# mc stalls on startup



## balanga (Jan 21, 2018)

Midnight commander misc/mc is probably my most used program and from time to time it appears to stall on startup, ie it seems to take a minute or two to start. Normally it starts up instantly.

Has anyone else ever come across this and knows why it happens?


----------



## ondra_knezour (Jan 21, 2018)

Yes, many times over ssh, when something tries to resolve hostname for an IP address from which I am connected. Because there is no PTR record for such address in most cases and this stall appears only from time to time I suppose that it is something broken with DNS resolving on given target machine - underlying resolver doesn't return NO RECORD immediately, but tries to find it somewhere to no avail until timeout.

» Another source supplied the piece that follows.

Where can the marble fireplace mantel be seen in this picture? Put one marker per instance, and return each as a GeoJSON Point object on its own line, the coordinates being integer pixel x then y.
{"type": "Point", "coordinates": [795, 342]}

Usually regular DNS queries for for example A or CNAME records work just fine - ping some-well-known-domain.com works as expected.


----------



## ShelLuser (Jan 21, 2018)

This usually indicates a DNS resolving problem somewhere. I've had it happen on hosts where there was no entry for 127.0.0.1 in /etc/hosts for example.


----------



## Datapanic (Jan 21, 2018)

Does misc/mc even need DNS?  I tested it on one of my systems with /etc/hosts and /etc/resolv.conf renamed and it came right up.


----------